Recensione – Wilfred (Stagione 4)

Trama:
Ryan cercherà di scoprire la verità dietro il “Gregge del Grigio Pastore”.

Cast:
Elijah Wood, Jason Gann, Fiona Gubelmann, Dorian Brown e Chris Klein.

Wilfred, creatura nata dalla mente di Jason Gann, Adam Zwar e David Zuckerman, basata sull’omonima serie televisiva australiana andata in onda dal 2007 al 2010, seppe riproporsi in maniera piuttosto riuscita in territorio statunitense, grazie a una sceneggiatura che ne cambiava in buona parte la trama, ma senza snaturare ciò che la serie era (e voleva) essere: uno show fuori dagli schemi, demenziale, per certi versi estremamente volgare, ma che all’interno aveva delle menti così geniali da riuscire ad operare su più livelli raggiungendo, il molte delle volte, tinte drammatiche che toccavano dentro lo spettatore con inaudita potenza.

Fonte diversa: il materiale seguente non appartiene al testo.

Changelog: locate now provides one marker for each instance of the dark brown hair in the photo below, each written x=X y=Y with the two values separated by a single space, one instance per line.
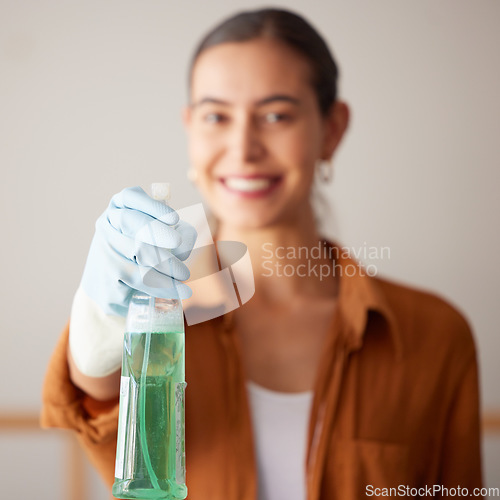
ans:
x=289 y=28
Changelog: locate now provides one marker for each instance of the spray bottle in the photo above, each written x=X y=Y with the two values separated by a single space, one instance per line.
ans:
x=150 y=457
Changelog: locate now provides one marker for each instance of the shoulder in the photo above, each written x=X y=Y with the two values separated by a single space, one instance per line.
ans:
x=427 y=320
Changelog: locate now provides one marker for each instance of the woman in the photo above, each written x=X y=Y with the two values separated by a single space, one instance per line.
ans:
x=315 y=388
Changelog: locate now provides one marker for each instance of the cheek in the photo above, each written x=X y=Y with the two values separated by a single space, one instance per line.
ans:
x=302 y=148
x=201 y=150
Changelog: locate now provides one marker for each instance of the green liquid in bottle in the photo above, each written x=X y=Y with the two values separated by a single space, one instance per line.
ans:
x=150 y=455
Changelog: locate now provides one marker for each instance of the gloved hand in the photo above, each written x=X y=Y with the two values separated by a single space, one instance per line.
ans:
x=139 y=244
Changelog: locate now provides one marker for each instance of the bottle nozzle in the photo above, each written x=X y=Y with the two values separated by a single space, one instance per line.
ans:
x=161 y=191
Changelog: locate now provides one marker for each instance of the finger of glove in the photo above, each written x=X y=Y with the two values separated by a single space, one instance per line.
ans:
x=136 y=198
x=162 y=260
x=143 y=227
x=156 y=284
x=188 y=237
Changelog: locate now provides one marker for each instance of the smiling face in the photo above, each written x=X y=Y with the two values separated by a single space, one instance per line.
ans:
x=255 y=132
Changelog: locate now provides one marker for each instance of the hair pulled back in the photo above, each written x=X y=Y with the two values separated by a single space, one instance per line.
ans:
x=289 y=28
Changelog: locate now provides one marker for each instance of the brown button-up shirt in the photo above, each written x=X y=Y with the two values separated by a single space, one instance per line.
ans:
x=395 y=402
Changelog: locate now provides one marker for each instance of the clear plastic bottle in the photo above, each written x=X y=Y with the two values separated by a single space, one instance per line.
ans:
x=150 y=456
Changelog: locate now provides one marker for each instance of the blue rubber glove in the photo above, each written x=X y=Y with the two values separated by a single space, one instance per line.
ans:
x=139 y=244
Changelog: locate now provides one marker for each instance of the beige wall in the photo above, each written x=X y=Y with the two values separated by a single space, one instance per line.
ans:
x=90 y=99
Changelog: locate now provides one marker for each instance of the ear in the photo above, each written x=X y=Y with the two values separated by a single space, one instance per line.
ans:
x=336 y=123
x=186 y=117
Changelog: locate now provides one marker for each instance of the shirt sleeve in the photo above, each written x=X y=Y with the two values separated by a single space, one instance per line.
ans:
x=66 y=406
x=461 y=459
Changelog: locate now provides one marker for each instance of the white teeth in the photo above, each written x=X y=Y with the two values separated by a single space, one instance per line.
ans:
x=247 y=185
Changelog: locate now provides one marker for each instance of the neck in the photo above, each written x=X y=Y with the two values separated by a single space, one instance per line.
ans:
x=282 y=256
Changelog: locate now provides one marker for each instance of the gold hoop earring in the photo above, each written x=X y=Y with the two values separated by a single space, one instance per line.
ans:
x=324 y=169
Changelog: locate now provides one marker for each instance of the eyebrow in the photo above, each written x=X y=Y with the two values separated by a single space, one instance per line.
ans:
x=260 y=102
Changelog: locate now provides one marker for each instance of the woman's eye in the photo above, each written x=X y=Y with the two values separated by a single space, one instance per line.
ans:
x=214 y=118
x=275 y=117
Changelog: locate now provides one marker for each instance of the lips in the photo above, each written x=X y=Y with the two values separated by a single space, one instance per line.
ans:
x=250 y=185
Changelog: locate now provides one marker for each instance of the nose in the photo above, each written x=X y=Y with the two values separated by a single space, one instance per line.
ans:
x=246 y=142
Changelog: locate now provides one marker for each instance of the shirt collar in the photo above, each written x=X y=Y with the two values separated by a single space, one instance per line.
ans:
x=359 y=295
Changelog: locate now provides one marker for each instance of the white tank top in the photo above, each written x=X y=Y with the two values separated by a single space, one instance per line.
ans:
x=280 y=423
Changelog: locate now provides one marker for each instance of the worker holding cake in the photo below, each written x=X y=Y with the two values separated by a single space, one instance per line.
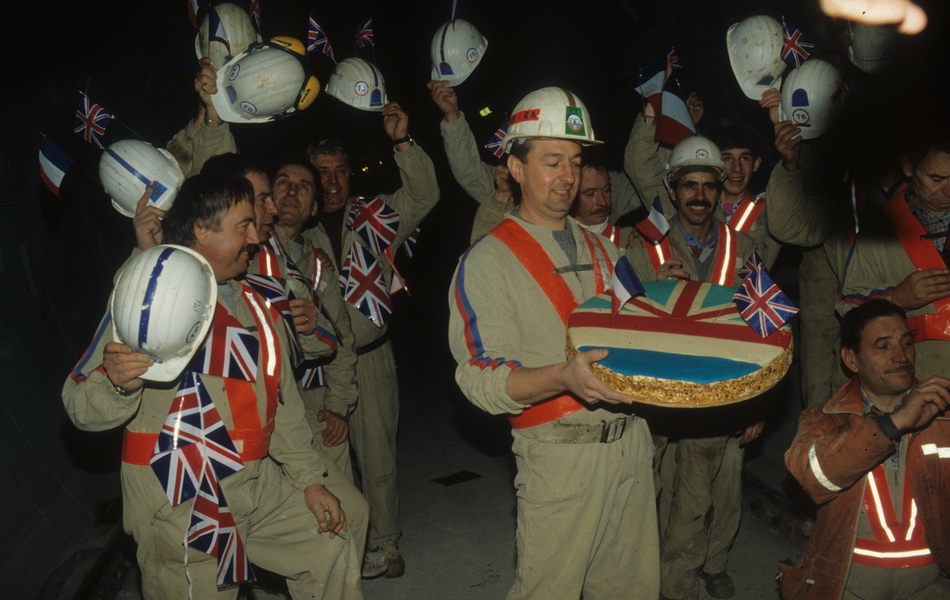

Sono passati ben quattro anni dalla prima messa in onda, e per quanto molti aspetti all’interno della serie risultino già visti o manchino di una certa freschezza iniziale, non si può di certo negare che Wilfred ne abbia fatta di strada. Questa quarta (e ultima) stagione, non è semplicemente quella che in soli dieci episodi deve dare risposte a misteri che si portano dietro da anni e anni, ma è anche quella che lo deve fare rischiando, rinnovando una formula ridondante e vetusta Un risultato non dei più riusciti e che offre una stagione altalenante, con scelte rivedibili e con un finale estremamente divisorio.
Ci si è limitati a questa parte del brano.